Ulteriori esami confermarono che questo restringimento aveva causato un aumento eccezionale della pressione all’interno del suo cervello. Una visita oculistica ha rivelato un gonfiore del nervo ottico, indicando che l’aumento della pressione aveva già iniziato a influenzare la sua vista e i medici hanno identificato la malattia come ipertensione intracranica idiopatica (IIH), una condizione rara in cui si accumula pressione all’interno del cervello. In molte persone, ciò accade perché una o più vene che drenano il sangue dal cervello si restringono, impedendo il normale flusso sanguigno. Con l’aumento della pressione, i pazienti possono sviluppare forti mal di testa, visione offuscata, vertigini, vomito e, in alcuni casi, svenimenti ripetuti. Se non diagnosticata e trattata precocemente, la condizione può danneggiare permanentemente il nervo ottico e portare alla perdita della vista.

Dopo aver esaminato i rapporti, il team multidisciplinare ha raccomandato l’angioplastica del seno venoso e lo stent, una procedura avanzata minimamente invasiva utilizzata per aprire la vena ristretta. Durante la procedura, i medici hanno inserito un minuscolo palloncino attraverso un vaso sanguigno per allargare l’area bloccata e quindi hanno posizionato un piccolo tubo a rete chiamato stent per mantenere la vena aperta in modo permanente. Il ripristino del normale flusso sanguigno ha ridotto la pressione all’interno del cervello, contribuendo ad alleviare i sintomi della paziente e proteggendo la sua vista.
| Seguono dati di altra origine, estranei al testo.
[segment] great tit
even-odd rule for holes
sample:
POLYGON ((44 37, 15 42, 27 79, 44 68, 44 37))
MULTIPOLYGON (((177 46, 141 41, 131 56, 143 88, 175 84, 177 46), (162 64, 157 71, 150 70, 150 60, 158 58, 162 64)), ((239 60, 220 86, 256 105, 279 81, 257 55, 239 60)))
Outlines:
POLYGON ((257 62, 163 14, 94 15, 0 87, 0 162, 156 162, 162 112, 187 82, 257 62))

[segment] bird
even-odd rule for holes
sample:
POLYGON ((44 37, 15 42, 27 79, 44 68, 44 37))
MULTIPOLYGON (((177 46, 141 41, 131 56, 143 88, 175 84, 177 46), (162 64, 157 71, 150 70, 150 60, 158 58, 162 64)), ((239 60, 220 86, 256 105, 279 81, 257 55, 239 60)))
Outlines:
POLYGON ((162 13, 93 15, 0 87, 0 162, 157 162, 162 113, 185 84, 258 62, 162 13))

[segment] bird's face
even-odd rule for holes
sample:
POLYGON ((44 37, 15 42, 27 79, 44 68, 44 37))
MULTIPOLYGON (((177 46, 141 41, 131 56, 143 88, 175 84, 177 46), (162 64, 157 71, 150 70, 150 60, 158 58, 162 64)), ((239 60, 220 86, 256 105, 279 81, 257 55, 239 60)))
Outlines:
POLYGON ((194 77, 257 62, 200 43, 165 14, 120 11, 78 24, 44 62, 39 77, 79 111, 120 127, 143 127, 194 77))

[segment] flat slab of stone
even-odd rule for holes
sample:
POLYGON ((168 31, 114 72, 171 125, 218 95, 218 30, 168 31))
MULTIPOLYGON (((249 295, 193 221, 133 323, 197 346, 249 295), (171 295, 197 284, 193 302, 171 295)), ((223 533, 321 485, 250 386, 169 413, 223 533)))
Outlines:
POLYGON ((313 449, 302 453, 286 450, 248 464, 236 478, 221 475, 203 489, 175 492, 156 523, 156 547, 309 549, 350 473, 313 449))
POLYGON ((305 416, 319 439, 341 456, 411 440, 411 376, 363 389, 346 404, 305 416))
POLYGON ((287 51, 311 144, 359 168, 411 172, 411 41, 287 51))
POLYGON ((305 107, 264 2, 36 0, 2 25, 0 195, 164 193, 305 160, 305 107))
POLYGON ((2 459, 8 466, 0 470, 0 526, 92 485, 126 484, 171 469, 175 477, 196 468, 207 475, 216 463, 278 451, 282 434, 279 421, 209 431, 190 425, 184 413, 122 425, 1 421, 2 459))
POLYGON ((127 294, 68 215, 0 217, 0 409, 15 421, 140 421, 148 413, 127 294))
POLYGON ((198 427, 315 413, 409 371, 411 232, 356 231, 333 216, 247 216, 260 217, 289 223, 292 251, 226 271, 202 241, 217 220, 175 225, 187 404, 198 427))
Parlando della procedura, il dottor Purkayastha ha affermato: “Questa procedura affronta direttamente la causa alla base dell’ipertensione intracranica idiopatica piuttosto che limitarsi a gestirne i sintomi. Ripristinando il normale flusso sanguigno attraverso il seno venoso ristretto, siamo stati in grado di ridurre la pressione all’interno del cervello, fornendo un sollievo significativo e prevenendo il rischio di perdita permanente della vista. Procedure neurointerventistiche avanzate come lo stent del seno venoso stanno trasformando il modo in cui trattiamo pazienti accuratamente selezionati con IIH”.

Commentando l’esito positivo, il dottor Dutta ha affermato: “Questo caso dimostra l’importanza di guardare oltre la diagnosi ovvia. Non tutti gli episodi di svenimento hanno origine dal cuore. Quando specialisti di diverse discipline lavorano insieme, possiamo identificare precocemente condizioni rare e offrire trattamenti avanzati che migliorano significativamente i risultati dei pazienti e la qualità della vita”.
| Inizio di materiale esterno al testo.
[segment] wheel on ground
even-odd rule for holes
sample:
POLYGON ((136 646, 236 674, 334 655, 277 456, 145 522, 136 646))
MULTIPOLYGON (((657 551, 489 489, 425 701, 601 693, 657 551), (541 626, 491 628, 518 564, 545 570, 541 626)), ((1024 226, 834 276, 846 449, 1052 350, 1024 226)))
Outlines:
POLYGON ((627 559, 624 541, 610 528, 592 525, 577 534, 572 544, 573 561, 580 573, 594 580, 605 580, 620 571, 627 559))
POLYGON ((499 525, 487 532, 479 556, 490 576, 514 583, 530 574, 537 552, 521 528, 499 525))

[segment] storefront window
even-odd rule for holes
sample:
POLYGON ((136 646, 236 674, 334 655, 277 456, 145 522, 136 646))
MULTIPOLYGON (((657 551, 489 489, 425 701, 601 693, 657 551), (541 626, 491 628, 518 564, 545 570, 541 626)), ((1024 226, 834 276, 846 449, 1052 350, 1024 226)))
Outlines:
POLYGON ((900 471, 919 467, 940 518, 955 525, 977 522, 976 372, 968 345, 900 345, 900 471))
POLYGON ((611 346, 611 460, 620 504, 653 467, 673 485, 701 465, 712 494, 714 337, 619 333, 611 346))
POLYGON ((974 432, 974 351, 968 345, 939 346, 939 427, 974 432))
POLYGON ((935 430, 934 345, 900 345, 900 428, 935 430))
Sottolineando l’importanza dell’imaging avanzato nel raggiungimento della diagnosi, il dottor Ray ha affermato: “Le moderne tecniche di imaging ci consentono di rilevare condizioni che spesso non vengono rilevate durante le indagini di routine. In questo caso, la risonanza magnetica cerebrale e la venografia RM hanno identificato chiaramente la vena cerebrale ristretta, consentendo al team curante di effettuare una diagnosi accurata e pianificare il trattamento appropriato senza indugio”.

Spiegando la condizione, il dottor Dutta ha affermato: “Mal di testa persistenti, visione offuscata, svenimenti ripetuti e vomito non dovrebbero mai essere ignorati, soprattutto quando le indagini di routine non riescono a identificare una causa. Condizioni come l’ipertensione intracranica idiopatica sono rare ma altamente curabili se diagnosticate precocemente. Una diagnosi ritardata può danneggiare il nervo ottico e portare alla perdita permanente della vista. Il riconoscimento precoce e l’intervento tempestivo sono quindi cruciali per alleviare i sintomi e preservare la vista del paziente”.
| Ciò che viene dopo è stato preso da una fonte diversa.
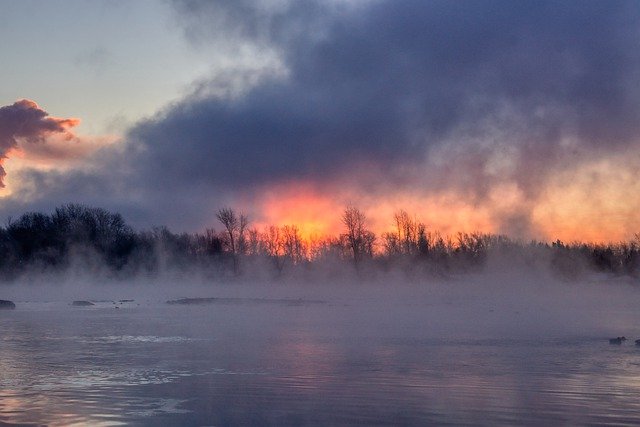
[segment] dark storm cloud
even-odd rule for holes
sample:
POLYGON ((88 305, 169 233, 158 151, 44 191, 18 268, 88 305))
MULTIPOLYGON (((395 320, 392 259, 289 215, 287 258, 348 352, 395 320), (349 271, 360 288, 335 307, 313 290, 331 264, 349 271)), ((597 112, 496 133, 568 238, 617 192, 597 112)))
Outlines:
MULTIPOLYGON (((636 2, 174 3, 199 46, 234 34, 279 52, 288 75, 233 100, 186 97, 132 129, 143 179, 167 188, 419 165, 434 146, 466 149, 459 141, 498 125, 526 172, 510 178, 527 187, 559 161, 638 135, 636 2)), ((477 162, 495 155, 467 148, 477 162)), ((478 169, 472 181, 491 179, 478 169)))
POLYGON ((39 191, 30 200, 72 195, 136 225, 193 230, 234 197, 282 181, 382 197, 452 189, 478 205, 509 183, 520 205, 496 220, 524 235, 549 176, 638 145, 635 1, 173 4, 196 49, 252 46, 286 72, 256 78, 264 70, 249 67, 251 85, 220 96, 238 76, 214 70, 133 126, 123 152, 96 157, 93 175, 25 172, 24 187, 39 191))
POLYGON ((51 117, 33 101, 22 99, 12 105, 0 107, 0 188, 4 187, 6 172, 2 162, 7 154, 18 147, 19 140, 43 143, 52 133, 73 138, 70 129, 80 123, 78 119, 51 117))

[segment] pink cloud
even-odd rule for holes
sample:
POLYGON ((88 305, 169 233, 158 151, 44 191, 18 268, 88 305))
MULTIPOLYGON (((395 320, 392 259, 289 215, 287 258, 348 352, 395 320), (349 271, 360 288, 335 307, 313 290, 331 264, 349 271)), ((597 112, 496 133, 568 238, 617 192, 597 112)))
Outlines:
POLYGON ((0 107, 0 188, 4 187, 7 175, 2 167, 8 154, 24 141, 28 144, 43 144, 51 134, 59 134, 65 140, 75 138, 71 129, 80 119, 51 117, 34 101, 21 99, 12 105, 0 107))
Dopo la procedura, la donna si riprese notevolmente bene. I suoi episodi di svenimento sono cessati completamente, i suoi mal di testa si sono ridotti significativamente e la sua vista è migliorata. È stata dimessa in condizioni stabili e continua a stare bene. Esprimendo la sua gratitudine, la donna ha detto: “Per mesi ho vissuto con la paura perché non sapevo mai quando avrei perso improvvisamente conoscenza. Ogni test a cui mi sono sottoposta non è riuscito a fornire risposte. I medici non hanno mai smesso di cercare la vera causa della mia malattia. Oggi posso trascorrere del tempo con la mia famiglia senza paura, e per questo rimarrò sempre profondamente grata a ogni medico e operatore sanitario che mi è stato accanto durante questo difficile viaggio”.